Нашему ротному, видимо, сообщили и о результатах прошедшего боя, и о нашем участии. Встретил довольно тепло и высказал своё мнение в довольно уважительной манере.
– Рад, что все получилось, только вот, прапорщик…
– Слушаю вас, господин капитан!
– Не вошло бы в привычку у наших союзников такое вот использование нашего специального отделения.
– Значит, признаете, что мы спецгруппа? – рассмеялся я.
– Да признаю, признаю, что ещё остаётся, когда вы так красиво выступили. Никогда бы не подумал, что какой-то прицел может так влиять на исход боя.
– Извините, ваше высокоблагородие, но дело не в прицеле, точнее, не только в прицеле. Для того, чтобы снайпер смог произвести выстрел, точный выстрел, нужно думать и наблюдать, а для этого требуется время. К сожалению, оно есть не всегда, тогда выходит сложнее, приходится крутиться как белка в колесе. Сам по себе прицел дает лишь возможность рассмотреть что-то дальше, чем видит глаз без него. Бой ведет человек.
– Я не дурак, прапорщик, хоть реального опыта боёв у меня почти нет, но я не дурак.
– Никто вас так и не называет, – пожал я плечами. – Это новая доктрина, скоро, поверьте, очень скоро воевать будут совсем по-другому. То, что кажется неправильным и нечестным сейчас, будет в порядке вещей уже завтра. Такова жизнь, эволюция, ни дна ей, не покрышки.
– Интересно сказали, прапорщик, такого ещё не слышал.
– Знаете, на поле, когда рядом ложится хотя бы четырёхдюймовый снаряд, бывает ещё и не то скажешь. Жутко.
– Завтра и нам предстоит испытать, что такое близкие разрывы.
– Что, неужели наступление? Вроде говорили, что оно тут не нужно?
– Французы хотят ударить нашим флагом, для того чтобы обрушить оборону бошей перед собой. Германцу придётся перебрасывать силы, ибо их тут мало. Перед нами не ставят задач по разгрому врага или захвату какого-нибудь населённого пункта. Мы должны обозначить наступление и постараться вытянуть на себя резервы бошей. Тогда французы ударят со своего фланга и надеются прорвать оборону, опрокинув немцев. Та деревня, на окраине которой у врага такая хорошая оборона, является удобным плацдармом.
– Если лягушатники надеются наступать теми силами, что у них сосредоточены там, где мы только что были, то это выглядит авантюрой. Мало их, если проще, ваше высокоблагородие. А ведь ещё не известно, что у нас справа? Поддержат?

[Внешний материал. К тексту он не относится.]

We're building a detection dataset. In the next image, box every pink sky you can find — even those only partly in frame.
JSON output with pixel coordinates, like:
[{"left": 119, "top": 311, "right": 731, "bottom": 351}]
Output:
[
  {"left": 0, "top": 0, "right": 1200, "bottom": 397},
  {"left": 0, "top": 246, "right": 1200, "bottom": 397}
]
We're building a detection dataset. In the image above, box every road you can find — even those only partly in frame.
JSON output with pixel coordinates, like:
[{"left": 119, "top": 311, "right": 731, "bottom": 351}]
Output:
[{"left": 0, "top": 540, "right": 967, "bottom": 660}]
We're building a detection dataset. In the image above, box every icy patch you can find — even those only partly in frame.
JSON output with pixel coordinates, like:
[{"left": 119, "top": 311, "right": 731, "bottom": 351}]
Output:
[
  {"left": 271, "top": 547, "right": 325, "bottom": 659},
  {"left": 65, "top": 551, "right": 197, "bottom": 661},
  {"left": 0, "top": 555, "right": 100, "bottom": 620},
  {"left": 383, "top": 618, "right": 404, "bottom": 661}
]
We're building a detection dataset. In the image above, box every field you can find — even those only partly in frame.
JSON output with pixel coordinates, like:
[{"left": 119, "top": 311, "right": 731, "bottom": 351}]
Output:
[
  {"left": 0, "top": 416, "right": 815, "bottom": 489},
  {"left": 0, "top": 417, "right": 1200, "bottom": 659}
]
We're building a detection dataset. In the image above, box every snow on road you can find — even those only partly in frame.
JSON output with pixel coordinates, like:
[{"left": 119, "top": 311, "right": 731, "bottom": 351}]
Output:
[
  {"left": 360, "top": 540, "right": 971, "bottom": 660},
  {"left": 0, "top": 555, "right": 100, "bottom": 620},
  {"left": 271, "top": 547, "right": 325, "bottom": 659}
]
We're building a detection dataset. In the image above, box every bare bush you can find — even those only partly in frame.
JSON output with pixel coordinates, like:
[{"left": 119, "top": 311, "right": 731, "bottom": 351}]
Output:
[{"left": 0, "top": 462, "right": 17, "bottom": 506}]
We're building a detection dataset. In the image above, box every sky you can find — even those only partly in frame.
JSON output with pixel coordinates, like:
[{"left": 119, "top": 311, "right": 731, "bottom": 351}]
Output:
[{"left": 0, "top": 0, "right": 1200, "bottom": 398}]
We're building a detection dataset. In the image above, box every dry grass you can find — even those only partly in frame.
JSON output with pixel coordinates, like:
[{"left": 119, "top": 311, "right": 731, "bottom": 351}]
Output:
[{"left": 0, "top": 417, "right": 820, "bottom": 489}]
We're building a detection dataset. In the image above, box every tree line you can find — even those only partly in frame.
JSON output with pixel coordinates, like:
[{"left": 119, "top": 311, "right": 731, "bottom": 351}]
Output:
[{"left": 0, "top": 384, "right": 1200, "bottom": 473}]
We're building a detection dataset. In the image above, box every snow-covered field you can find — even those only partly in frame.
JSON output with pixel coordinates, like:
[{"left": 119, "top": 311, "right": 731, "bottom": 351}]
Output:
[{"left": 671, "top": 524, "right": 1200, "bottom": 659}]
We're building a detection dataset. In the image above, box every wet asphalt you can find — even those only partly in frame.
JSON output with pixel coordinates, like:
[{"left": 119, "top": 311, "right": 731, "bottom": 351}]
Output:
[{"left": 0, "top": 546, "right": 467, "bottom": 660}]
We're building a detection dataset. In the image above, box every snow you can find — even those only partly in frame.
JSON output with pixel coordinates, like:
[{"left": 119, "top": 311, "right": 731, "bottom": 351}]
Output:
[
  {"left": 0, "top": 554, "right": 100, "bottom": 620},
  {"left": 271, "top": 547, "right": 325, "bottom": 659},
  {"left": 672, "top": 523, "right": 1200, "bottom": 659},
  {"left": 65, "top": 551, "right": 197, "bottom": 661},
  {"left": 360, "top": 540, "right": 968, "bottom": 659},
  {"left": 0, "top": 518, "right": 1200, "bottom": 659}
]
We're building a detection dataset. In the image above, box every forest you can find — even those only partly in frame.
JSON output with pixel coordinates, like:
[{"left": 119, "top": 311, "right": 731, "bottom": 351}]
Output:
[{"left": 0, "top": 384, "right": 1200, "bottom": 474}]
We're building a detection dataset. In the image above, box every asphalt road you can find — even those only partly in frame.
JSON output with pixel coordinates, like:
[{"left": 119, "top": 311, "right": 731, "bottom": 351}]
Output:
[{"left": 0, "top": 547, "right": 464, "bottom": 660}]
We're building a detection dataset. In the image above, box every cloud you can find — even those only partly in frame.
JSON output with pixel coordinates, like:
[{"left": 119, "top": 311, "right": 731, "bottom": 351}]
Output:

– Не имею никаких сведений на этот счёт, – отрицательно покачал головой капитан.
– Тогда это ещё большая авантюра, чем я думал. Господин капитан, во имя сохранения жизней наших солдат, сделайте запрос к командованию для прояснения обстановки. Можем же мы хотя бы спросить?
– Спросить можем, но вот будет ли ответ?!
– Если не будет, нужна разведка. Если не возражаете, могу обеспечить своими силами. Всё-таки мы как никто в этом заинтересованы. Заодно можно приглядеть позиции для завтрашнего боя.
– Вы не устали, прапорщик? А ваши люди? – кажется, даже с уважением в голосе спросил ротный.
– Не вижу другого выхода. Извините, ваше высокоблагородие, но, когда мне предлагают идти на смерть, предпочитаю подготовиться.
– Похвальное рвение, прапорщик. Как вас по имени-отчеству?
– Николай Васильевич я.
– Меня, если запамятовали, Александром Борисовичем нарекли. Если не возражаете, давайте обращаться именно так, не люблю, если честно, все эти «благородия», слишком длинно.
Надо же, удивил меня ротный, что и говорить. Мне казалось, тут для каждого офицера и дворянина такое обращение как бальзам, а ему, видите ли, не нравится. Что ж, я уж точно возражать не стану.
– Давайте, но только наедине, – предложил я, прекрасно зная, что так будет правильно.